The kitchen is ready. Now, where do the ingredients come from?

eve solves how an agent runs, how it deploys, how it connects to Slack, how it stays alive. It does not solve what the agent thinks or whether its outputs carry judgment. This is the easiest place for misreading to happen.

eve’s instructions.md and skills/ are loading slots, not content sources. The official blog is explicit: That leaves the part no framework can write for you: what your agent actually does. The fully furnished kitchen has its stove, fridge, and dishwasher all set up, but you still buy the ingredients, do the chopping, handle the seasoning. Whether your agent outputs a checklist or a judgment-driven analysis depends entirely on what you put into instructions.md and skills/. eve itself has nothing to do with this. eve’s default instructions.md example is a single line: You are a concise assistant.

And this is exactly what I’ve spent the past year working on. I call this system context infrastructure: reverse-distilling judgment principles from call transcripts, WeChat conversations, AI chat histories, and every correction made along the way — accumulating them into a cognitive context that loads on demand. eve’s instructions.md defaults to a one-line example. My SOUL.md is 73 lines of behavioral contract backed by over fifty cross-scenario-validated judgment principles. Slot the latter into the former’s loading position, and what you get is an agent with both production-grade runtime capability and the texture of personal cognition.

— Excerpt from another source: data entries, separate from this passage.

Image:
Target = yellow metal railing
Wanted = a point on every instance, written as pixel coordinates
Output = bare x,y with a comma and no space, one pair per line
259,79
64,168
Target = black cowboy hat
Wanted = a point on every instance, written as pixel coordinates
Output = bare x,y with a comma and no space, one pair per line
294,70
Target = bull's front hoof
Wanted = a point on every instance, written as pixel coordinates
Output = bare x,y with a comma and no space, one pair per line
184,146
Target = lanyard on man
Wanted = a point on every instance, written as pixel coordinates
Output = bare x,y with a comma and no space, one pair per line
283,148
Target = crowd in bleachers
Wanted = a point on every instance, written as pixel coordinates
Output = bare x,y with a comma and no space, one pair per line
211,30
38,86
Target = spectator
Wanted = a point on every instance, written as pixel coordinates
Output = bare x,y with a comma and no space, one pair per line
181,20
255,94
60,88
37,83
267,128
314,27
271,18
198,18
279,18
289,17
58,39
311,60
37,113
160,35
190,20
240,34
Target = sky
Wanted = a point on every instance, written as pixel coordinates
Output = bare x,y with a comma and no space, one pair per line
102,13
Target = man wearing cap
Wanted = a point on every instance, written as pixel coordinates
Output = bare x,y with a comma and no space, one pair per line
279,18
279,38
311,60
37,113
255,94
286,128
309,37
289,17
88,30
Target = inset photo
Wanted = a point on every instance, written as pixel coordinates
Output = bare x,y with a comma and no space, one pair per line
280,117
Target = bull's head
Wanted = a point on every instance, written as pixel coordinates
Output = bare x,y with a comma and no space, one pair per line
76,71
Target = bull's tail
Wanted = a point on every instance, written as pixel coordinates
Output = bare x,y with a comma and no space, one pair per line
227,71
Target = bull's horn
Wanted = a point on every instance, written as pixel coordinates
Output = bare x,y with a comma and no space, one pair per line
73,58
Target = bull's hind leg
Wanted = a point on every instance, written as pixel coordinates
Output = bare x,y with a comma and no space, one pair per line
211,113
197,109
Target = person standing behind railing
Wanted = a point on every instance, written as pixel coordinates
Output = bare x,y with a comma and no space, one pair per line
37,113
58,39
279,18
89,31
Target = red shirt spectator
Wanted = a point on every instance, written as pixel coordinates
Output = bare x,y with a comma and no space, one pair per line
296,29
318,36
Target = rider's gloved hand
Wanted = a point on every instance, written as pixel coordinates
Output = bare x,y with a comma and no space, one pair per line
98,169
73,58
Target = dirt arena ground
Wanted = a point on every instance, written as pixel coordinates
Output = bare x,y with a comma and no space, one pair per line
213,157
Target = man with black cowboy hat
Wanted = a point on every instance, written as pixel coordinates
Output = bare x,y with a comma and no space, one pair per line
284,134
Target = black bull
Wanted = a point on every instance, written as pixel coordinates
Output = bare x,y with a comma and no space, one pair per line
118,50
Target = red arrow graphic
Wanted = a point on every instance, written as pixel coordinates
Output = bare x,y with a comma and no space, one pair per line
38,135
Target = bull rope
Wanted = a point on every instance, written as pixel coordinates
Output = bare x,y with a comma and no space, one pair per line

eve alone can run, but its outputs will likely stay at the consensus level: correct but mediocre — the kind of answer anyone asking an AI would get. Context infrastructure alone has depth, but no production runtime: it can’t connect to Slack on its own, has no durable execution, can’t deploy with one command. Put the two together and you have a complete picture. eve handles the runtime. Context infrastructure handles the cognitive content. They operate at different abstraction layers and do not compete with each other.

Three-layer division in the Agent era

The division of labor in the age of agents is coming into focus. Anthropic owns the protocol: how models understand the world, how they operate tools — MCP and the skills format are already de facto standards. Vercel owns the runtime: how agents run, how they deploy, how they survive tomorrow. Each person’s own context infrastructure owns the cognitive content: what the agent thinks, what it judges, what it outputs. Three layers, each in its own lane. No one needs to replace anyone else.